8. Namkabuan – The Ring Genius
- Total wins :283
- Wins: 266
- Losses: 15
- Draws: 2
Like many Muay Thai competitors, The Ring Genius is a deeply religious athlete. Your first time spectating a traditional Muay Thai fight starring ‘The Ring Genius’ can be jarring if you are used to watching the UFC. You will be hypnotized by the trancelike traditional music, the teammates sitting inside the ring with the fighters, and the ritual wai kru ceremony before an event.
One thing you will definitely notice early on is how the cheeky Thai just stands there soaking up damage!

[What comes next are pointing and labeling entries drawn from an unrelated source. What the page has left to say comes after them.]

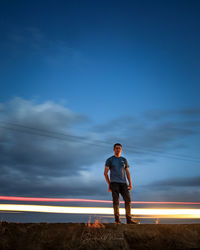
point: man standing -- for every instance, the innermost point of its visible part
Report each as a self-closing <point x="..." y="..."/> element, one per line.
<point x="119" y="167"/>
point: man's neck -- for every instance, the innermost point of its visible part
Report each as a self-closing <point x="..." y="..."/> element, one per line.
<point x="117" y="155"/>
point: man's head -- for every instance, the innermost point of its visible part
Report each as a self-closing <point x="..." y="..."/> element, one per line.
<point x="117" y="148"/>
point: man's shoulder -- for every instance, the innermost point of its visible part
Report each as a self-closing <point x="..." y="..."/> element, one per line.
<point x="110" y="158"/>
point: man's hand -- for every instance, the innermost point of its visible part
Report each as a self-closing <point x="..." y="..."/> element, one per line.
<point x="109" y="189"/>
<point x="130" y="186"/>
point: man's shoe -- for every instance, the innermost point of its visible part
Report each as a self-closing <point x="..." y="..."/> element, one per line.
<point x="133" y="222"/>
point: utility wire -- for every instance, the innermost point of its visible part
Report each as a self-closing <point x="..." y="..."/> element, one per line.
<point x="62" y="136"/>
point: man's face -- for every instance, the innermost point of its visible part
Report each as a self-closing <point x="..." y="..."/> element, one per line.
<point x="117" y="150"/>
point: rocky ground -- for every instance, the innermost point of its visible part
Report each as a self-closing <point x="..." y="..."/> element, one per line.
<point x="60" y="236"/>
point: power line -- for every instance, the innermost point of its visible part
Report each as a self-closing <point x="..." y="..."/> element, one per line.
<point x="62" y="136"/>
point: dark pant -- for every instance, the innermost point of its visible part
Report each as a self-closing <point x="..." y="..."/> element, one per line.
<point x="121" y="188"/>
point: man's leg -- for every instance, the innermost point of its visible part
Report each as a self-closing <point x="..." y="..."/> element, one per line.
<point x="127" y="199"/>
<point x="115" y="195"/>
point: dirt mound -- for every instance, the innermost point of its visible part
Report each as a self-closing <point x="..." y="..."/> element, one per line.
<point x="60" y="236"/>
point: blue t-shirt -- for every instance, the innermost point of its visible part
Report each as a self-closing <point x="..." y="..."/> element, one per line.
<point x="117" y="166"/>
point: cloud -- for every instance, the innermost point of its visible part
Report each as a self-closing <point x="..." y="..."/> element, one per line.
<point x="38" y="146"/>
<point x="41" y="154"/>
<point x="177" y="182"/>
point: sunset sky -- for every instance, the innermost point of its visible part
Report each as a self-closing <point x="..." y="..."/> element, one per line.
<point x="78" y="76"/>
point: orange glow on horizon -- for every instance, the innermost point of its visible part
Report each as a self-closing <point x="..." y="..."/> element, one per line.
<point x="18" y="198"/>
<point x="154" y="212"/>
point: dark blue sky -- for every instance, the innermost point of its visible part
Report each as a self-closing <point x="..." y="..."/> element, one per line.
<point x="112" y="71"/>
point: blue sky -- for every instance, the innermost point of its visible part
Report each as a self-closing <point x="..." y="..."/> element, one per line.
<point x="108" y="71"/>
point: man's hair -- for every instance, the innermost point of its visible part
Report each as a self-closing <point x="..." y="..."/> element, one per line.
<point x="117" y="144"/>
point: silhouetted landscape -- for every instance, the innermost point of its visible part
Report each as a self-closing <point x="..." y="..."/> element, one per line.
<point x="60" y="236"/>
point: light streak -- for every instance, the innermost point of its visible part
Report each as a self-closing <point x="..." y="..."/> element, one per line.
<point x="18" y="198"/>
<point x="156" y="212"/>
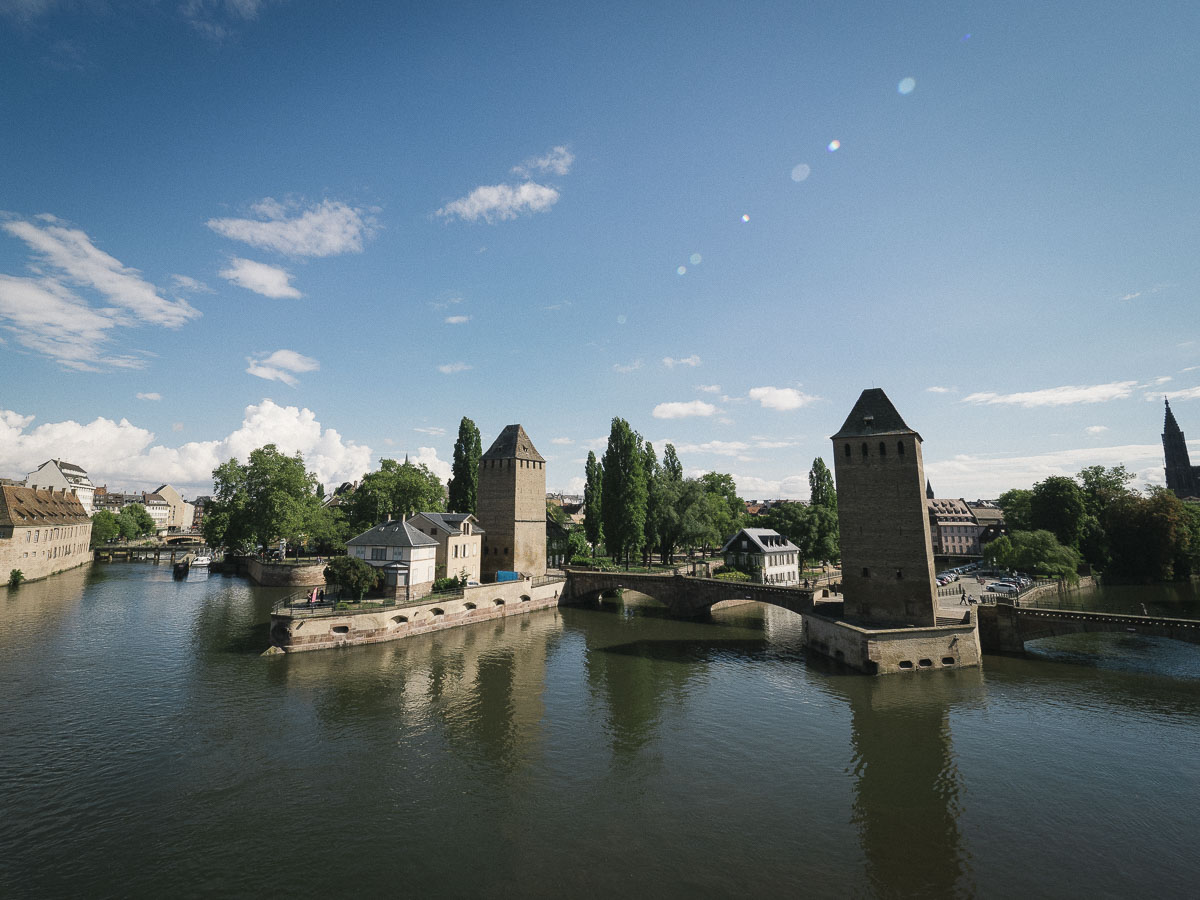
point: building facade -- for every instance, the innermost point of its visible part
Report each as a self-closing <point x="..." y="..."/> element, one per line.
<point x="42" y="532"/>
<point x="460" y="541"/>
<point x="1182" y="477"/>
<point x="766" y="552"/>
<point x="887" y="559"/>
<point x="57" y="474"/>
<point x="511" y="505"/>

‘The Ring Genius’ is the younger brother of another of the most famous Thai boxers, Namphon Nongkee Pahuyuth. Namkabuan has fighting in his blood. He was an undefeated World Champion of Lumpinee for six years in the 90s.
Honorable Mention: Tony Jaa – Ting, the Muay Thai Warrior
Jaa is not actually a champion fighter like some of the other names on this list, but he deserves a mention for being possibly the most famous fighter in his discipline and one of the faces of modern Muay Thai around the planet.

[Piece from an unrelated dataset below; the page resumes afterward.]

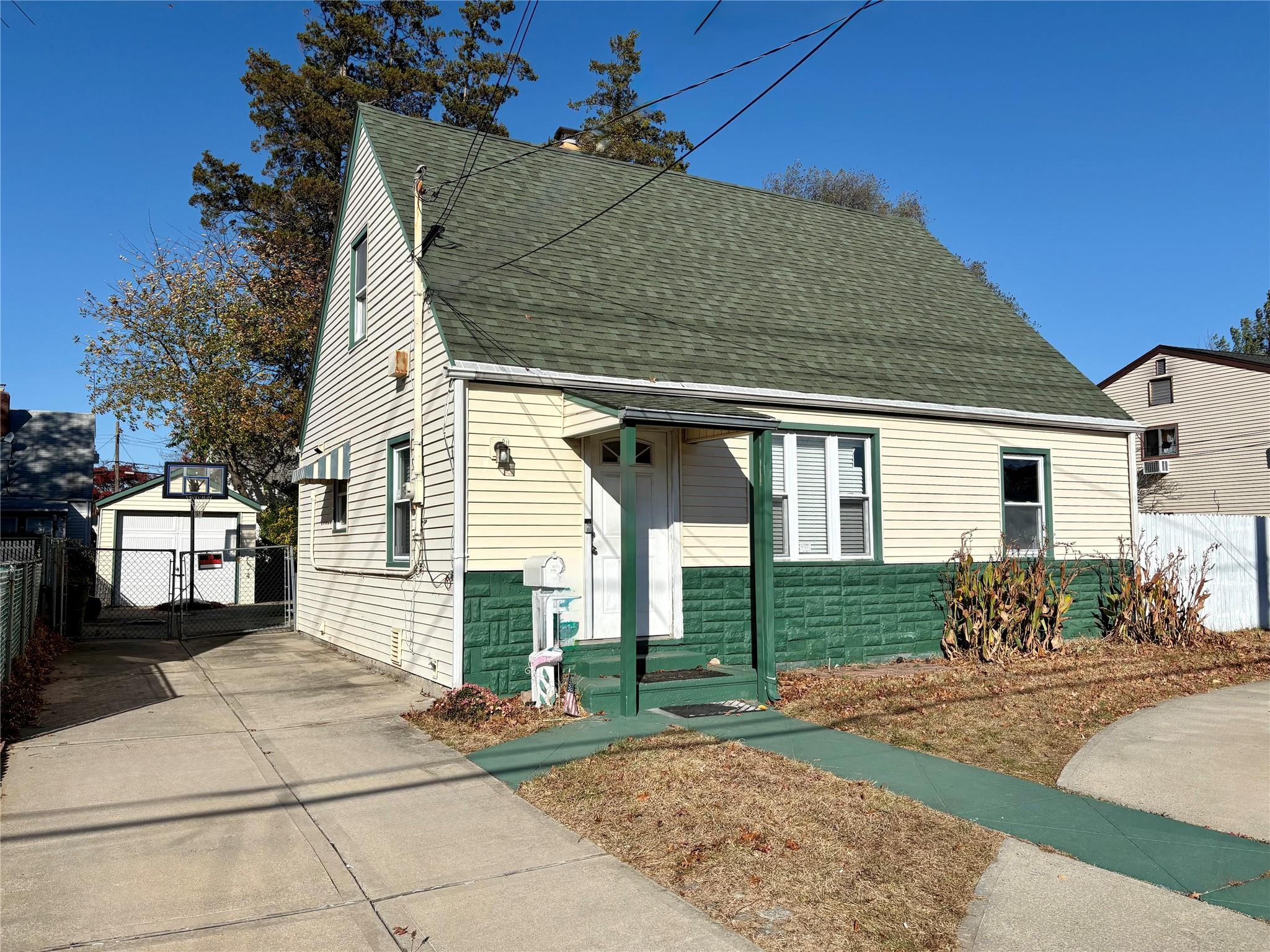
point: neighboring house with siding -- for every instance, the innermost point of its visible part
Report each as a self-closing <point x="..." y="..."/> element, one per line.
<point x="46" y="472"/>
<point x="1206" y="447"/>
<point x="808" y="405"/>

If you enjoy Muay Thai and martial arts films, there’s a good chance you have heard of Jaa’s work. His debut role as an actor as well as a stuntman a-la-Jackie Chan was as Ting, the hero of the wildly successful 2003 martial arts movie Ong-Bak, which introduced many Westerners to the art of Muay Thai.
The plot of Ong-Bak actually mirrors Jaa’s own life. It revolves around a deeply Buddhist farm laborer with serious martial arts savvy from the Thailand backwaters whose village is desecrated by goons from the city. Ting (Jaa) must then recover a severed golden Buddha head to restore his peoples’ honor by taking on horde after horde of bad guys.

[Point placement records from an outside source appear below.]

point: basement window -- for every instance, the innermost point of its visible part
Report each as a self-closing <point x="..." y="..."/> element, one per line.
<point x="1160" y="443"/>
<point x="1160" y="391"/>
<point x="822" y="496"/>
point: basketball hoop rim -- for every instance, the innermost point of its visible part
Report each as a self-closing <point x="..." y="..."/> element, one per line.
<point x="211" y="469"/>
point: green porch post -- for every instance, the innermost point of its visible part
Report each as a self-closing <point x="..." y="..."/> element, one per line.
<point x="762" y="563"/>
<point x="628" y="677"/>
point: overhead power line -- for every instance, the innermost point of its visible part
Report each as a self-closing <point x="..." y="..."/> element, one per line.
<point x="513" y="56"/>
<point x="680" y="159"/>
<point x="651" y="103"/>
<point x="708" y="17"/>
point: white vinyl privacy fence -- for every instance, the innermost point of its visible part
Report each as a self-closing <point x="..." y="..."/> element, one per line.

Jaa got his start in film working as a stuntman. He says Jackie Chan, Jet Li, Bruce Lee were huge influences on him growing up.
“What they (Lee, Chan, and Li) did was so beautiful, so heroic that I wanted to do it too,” Jaa told Time in a 2004 interview. “I practiced until I could do the move exactly as I had seen the masters do it.”
Injuries Sustained During Filing:
- Split ligament
- Sprained ankle
- Catching on fire
The Art of Eight Limbs
In Muay Thai, knees, shins, and hands are all treated as weapons. This is a much more complete striking system than what we are used to in the West. The masters of Muay Thai in this list are not just top champions in their niche, they are equally if not more formidable than their boxing counterparts like Muhammad Ali and Mike Tyson, making them among the greatest combat sport fighters in history.